As follows from data in the Table 1, the ASLP process performs consistently in a wide range of varying phosphating solution compositions (Experiments #7, 9, 10, 11, 12, 16, 17, 19), varying phosphating time (Experiments #10, 13, 14), varying filling grains size (Experiments #2, 8, 10, 20), varying speeds of substrate and filler movement (Experiments #2, 3, 5, 10). At optimal ASLP conditions, the process, without adding activators, obtains a very good thickness of phosphate layer (up to 15 g/cm²), small sizes of crystals (1 micron and less) and high corrosion stability (336 hours in SST).

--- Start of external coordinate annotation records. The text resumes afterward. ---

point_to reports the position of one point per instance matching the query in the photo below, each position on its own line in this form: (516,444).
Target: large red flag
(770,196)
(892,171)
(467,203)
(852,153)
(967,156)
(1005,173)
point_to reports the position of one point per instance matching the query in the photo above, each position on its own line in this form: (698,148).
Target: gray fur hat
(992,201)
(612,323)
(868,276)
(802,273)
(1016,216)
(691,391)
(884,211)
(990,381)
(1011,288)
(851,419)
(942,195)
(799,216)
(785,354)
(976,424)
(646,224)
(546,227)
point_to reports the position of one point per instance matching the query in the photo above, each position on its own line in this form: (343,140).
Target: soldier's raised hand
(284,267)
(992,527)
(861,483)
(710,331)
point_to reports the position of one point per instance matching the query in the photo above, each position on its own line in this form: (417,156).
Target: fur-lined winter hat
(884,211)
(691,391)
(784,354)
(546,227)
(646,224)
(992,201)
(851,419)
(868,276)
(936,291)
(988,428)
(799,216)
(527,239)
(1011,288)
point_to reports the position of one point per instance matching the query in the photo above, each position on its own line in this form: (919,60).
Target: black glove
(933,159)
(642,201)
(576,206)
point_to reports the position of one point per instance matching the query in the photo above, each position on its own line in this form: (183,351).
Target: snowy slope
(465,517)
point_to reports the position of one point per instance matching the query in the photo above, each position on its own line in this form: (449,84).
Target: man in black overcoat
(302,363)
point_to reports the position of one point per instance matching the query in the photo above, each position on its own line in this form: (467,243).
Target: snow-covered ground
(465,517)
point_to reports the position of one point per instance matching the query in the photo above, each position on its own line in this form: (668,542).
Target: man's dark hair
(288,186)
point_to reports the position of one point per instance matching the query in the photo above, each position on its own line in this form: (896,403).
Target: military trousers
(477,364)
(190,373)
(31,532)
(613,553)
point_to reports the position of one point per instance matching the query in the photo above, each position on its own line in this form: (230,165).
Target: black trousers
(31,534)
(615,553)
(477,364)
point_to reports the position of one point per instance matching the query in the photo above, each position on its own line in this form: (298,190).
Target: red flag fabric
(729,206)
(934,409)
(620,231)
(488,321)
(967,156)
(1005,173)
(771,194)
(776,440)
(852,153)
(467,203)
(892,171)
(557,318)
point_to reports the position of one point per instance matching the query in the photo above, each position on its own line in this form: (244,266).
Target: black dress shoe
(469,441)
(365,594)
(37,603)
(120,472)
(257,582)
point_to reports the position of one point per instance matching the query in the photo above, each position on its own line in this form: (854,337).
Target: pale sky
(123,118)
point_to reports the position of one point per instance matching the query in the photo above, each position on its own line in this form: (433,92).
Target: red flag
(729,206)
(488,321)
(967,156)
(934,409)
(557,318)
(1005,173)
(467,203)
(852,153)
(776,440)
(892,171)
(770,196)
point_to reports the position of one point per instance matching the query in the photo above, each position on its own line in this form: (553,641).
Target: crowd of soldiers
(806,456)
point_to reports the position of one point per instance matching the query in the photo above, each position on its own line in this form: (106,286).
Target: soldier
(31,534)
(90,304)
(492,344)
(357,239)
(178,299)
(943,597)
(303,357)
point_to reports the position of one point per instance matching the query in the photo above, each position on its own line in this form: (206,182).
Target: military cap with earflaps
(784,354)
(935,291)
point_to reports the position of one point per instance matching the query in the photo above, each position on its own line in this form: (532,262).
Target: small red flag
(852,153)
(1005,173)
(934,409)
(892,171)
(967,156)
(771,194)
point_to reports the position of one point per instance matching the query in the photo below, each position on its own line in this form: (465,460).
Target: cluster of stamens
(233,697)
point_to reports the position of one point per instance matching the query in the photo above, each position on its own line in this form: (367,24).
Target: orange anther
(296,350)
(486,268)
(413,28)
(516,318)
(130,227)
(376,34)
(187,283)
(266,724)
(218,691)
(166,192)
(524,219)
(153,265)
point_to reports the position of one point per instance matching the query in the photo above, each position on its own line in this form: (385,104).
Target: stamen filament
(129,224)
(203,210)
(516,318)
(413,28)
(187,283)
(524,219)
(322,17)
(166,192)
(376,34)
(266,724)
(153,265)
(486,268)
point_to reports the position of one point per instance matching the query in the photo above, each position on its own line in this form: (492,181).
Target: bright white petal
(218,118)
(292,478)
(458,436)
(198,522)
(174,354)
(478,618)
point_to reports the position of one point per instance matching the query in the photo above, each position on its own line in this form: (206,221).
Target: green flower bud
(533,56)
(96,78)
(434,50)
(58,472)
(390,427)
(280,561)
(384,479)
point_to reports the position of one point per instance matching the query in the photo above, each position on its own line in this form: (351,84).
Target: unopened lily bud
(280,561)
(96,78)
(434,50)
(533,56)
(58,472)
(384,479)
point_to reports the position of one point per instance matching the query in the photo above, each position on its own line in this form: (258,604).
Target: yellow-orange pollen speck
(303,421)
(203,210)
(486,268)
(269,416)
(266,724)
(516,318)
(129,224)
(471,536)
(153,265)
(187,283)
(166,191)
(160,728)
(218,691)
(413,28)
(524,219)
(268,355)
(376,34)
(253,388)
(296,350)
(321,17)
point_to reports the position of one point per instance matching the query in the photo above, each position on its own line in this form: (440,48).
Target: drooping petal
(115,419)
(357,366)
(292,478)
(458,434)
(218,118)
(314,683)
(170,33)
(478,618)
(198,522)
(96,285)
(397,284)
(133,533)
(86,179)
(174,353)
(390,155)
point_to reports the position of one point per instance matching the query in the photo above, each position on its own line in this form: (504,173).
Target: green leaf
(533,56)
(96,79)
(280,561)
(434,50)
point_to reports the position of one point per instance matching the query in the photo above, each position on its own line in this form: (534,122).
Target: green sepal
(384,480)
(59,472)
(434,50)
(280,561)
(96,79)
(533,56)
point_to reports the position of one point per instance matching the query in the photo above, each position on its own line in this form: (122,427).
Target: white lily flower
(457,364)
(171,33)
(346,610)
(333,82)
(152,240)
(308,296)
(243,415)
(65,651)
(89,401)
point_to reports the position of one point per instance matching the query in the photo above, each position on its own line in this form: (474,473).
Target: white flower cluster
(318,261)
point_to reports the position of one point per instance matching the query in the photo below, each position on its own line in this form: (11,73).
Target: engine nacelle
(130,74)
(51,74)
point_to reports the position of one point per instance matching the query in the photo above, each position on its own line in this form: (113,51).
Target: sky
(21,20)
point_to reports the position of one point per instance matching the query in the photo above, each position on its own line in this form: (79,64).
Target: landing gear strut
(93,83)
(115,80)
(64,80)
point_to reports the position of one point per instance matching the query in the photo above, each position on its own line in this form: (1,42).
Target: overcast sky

Having described the invention with regard to certain specific embodiments and examples, it is to be understood that the description is not meant as a limitation, since further modifications may now suggest themselves to those skilled in the art, and it is intended to cover such modifications as fall within the scope of the appended claims.